National Oilwell Varco (NOV -0.42%) has its finger firmly on the pulse of the oil industry. As the sector's leading oil-field equipment manufacturer, it's in constant contact with its customers and knows what they need. One thing many of them have told the company is that they're starving for capital, which is the air the capital-intensive industry needs to breathe. That was the central theme on the company's fourth-quarter conference call, where CEO Clay Williams addressed the impact this issue is having on the sector and what it means for investors.

Conditions in the oil market remain as challenging as ever. While the continued volatility in oil prices is playing a role, it's a secondary issue for the sector. Williams addressed the primary problem by stating:

2019 was a pivotal year for the energy industry. We entered 2019 with commodity and equity markets signaling strongly to market participants that growth for growth's sake without commensurate returns to capital providers would no longer be tolerated. Sources of all forms of capital to the industry -- public equity, private equity, bank debt, public debt -- became scarce and expensive, as evidenced, for example, by the collapse in trading multiples of oil-field public equities in early 2019. At the time, we interpreted this as the evaporation of a widely held narrative, gauzy conventional wisdom that a commodity price spike would someday soon lead us back to a more prosperous oil field and save us all.

Land rig drilling at sunset.

Image source: Getty Images.

That spike hasn't happened, as every rally quickly fades because the industry continues to pump more oil than the global economy needs. That has caused the sector to generate poor investment returns. As a result, Williams noted:

Providers of external capital to oil and gas producers and service companies were exhausted, tired of waiting patiently for recovery that felt like it continued to slip over the horizon. So they choked back on the capital that they were previously pumping into the operations of our customers. Now capital is to oil and gas what oxygen is to the rest of us. Petroleum is arguably the most capital-intensive undertaking of all industrial enterprises, and oil-field services is probably second. Operators react quickly when you choke off their air supply. They pulled back hard on capex budgets ... the industry as a whole, particularly the U.S., finally seemed to be resigning itself to the fact that commodity price spike is not going to save the day and the old way of doing business is not going to cut it.

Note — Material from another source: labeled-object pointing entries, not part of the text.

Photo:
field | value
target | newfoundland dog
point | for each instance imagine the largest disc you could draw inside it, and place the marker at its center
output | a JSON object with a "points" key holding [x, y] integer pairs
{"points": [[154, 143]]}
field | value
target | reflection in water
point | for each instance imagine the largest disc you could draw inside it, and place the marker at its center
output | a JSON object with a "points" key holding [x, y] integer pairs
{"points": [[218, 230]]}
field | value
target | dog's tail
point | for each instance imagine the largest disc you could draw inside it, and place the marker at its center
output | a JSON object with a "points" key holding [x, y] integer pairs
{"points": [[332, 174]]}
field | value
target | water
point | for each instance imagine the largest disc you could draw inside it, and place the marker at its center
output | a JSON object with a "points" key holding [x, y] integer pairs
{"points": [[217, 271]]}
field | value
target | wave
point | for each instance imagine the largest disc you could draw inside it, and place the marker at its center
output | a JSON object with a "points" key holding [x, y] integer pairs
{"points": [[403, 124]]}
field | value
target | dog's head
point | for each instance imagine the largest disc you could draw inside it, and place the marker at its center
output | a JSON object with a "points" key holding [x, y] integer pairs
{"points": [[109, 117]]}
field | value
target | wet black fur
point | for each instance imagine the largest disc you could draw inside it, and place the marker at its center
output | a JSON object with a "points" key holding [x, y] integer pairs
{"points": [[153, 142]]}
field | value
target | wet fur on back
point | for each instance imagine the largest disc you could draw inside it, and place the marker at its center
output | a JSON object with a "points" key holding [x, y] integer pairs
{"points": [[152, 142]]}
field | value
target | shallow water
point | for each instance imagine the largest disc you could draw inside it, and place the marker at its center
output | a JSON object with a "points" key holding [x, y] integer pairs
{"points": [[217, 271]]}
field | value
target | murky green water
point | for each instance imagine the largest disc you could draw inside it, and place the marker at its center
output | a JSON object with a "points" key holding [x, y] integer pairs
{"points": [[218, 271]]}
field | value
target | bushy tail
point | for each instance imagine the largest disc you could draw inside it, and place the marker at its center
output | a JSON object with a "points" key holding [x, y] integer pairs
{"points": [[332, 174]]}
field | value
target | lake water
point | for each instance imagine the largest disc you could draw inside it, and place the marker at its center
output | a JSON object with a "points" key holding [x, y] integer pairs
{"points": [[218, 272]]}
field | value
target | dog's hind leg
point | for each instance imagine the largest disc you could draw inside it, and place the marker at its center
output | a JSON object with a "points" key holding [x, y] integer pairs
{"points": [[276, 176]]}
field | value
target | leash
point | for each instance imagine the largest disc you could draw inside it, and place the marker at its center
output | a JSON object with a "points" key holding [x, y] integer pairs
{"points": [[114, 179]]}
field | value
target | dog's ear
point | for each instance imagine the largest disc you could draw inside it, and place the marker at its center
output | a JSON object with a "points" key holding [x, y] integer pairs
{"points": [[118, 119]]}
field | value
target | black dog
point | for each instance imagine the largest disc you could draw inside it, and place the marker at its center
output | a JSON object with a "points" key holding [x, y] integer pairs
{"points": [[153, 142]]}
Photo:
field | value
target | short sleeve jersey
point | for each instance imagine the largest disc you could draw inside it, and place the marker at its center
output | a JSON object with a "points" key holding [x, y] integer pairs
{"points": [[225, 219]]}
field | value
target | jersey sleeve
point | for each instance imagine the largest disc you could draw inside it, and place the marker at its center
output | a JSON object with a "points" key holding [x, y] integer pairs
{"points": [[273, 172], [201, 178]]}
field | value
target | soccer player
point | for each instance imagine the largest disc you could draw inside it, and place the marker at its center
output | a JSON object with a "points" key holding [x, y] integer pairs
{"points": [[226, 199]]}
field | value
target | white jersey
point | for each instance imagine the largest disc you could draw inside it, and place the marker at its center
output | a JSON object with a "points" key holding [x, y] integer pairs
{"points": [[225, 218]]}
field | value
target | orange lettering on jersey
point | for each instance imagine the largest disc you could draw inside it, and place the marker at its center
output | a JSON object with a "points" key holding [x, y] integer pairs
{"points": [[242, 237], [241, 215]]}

As Williams points out, with the industry's air supply cut off, it has had to change how it operates, which includes reducing spending. Most oil companies cut capital investment well below their projected cash flow at lower oil prices so that they can reduce debt and return cash to investors. In Williams' view, this capital starvation, while tough right now, is planting the "seeds of a return to prosperity." That's because it's forcing the "industry to reduce its structural overcapacity, taking actions that will return this industry to health." In time, these collective actions will "inevitably lead the industry to better disciplined pricing and shareholder returns."

An oil pumping unit at sunset.

Image source: Getty Images.

Rhyming with the past

While Williams painted a rather grim picture of the current state of the oil industry, he ended on an optimistic note:

If I've learned anything from business, it's to be skeptical of conventional wisdom, because collectively, we are all, well, frequently wrong. I would be surprised to see a robust global recovery emerge in the oil field in 2020 or even 2021. So we're managing the business accordingly. However, I do think a recovery will emerge when no one is predicting it. The only facts I know for certain is that the oil industry has seen global growth in demand for almost every single one of its 160 years and that the industry has always been highly cyclical. The current time feels an awful lot like the 1990s when then, as now, capital providers to oil and gas were fatigued and frustrated, another period of capital starvation. And then, as now, the industry responded by trimming overcapacity. History doesn't repeat itself, but it does rhyme, and I'm encouraged that here in the sixth year of the downturn, the oil and gas industry is serious about reducing its structural oversupply.

As Williams points out, the industry's current issues seem to parallel those it experienced in the 1990s. During that period, the sector responded to structural overcapacity issues by trimming the excess. One way it did that was through a series of megamergers that created most of the current leaders. BP started the wave in August 1998 when it agreed to buy Amoco in a $48.2 billion deal. At the time, it was the largest-ever deal in the oil patch. However, Exxon topped it later that year by agreeing to acquire Mobil for $73.7 billion. The wave continued as BP agreed to acquire Arco for $27 billion in 1999, Chevron bought Texaco for $45 billion in 2000, and Conoco merged with Phillips Petroleum in a $35 billion deal in 2001.

While the merger mania of the past hasn't repeated, we've seen some parallels as Shell bought BG Group for $53 billion in 2016 and Occidental Petroleum outbid Chevron to acquire Anadarko for $55 billion last year. Meanwhile, several smaller oil companies have paired up over the past year. More consideration seems inevitable, given the industry's level of overcapacity and the lack of available capital.

Rebuilding the foundation takes time

The energy sector has run out of the oxygen it needs to breathe because investors have grown so tired of its persistent underperformance they've stopped providing capital. That's forcing the sector to finally address its structural overcapacity issues. While it will take time for the industry to rebuild the way it does business, the actions it takes could enable it to, at long last, start creating value for investors.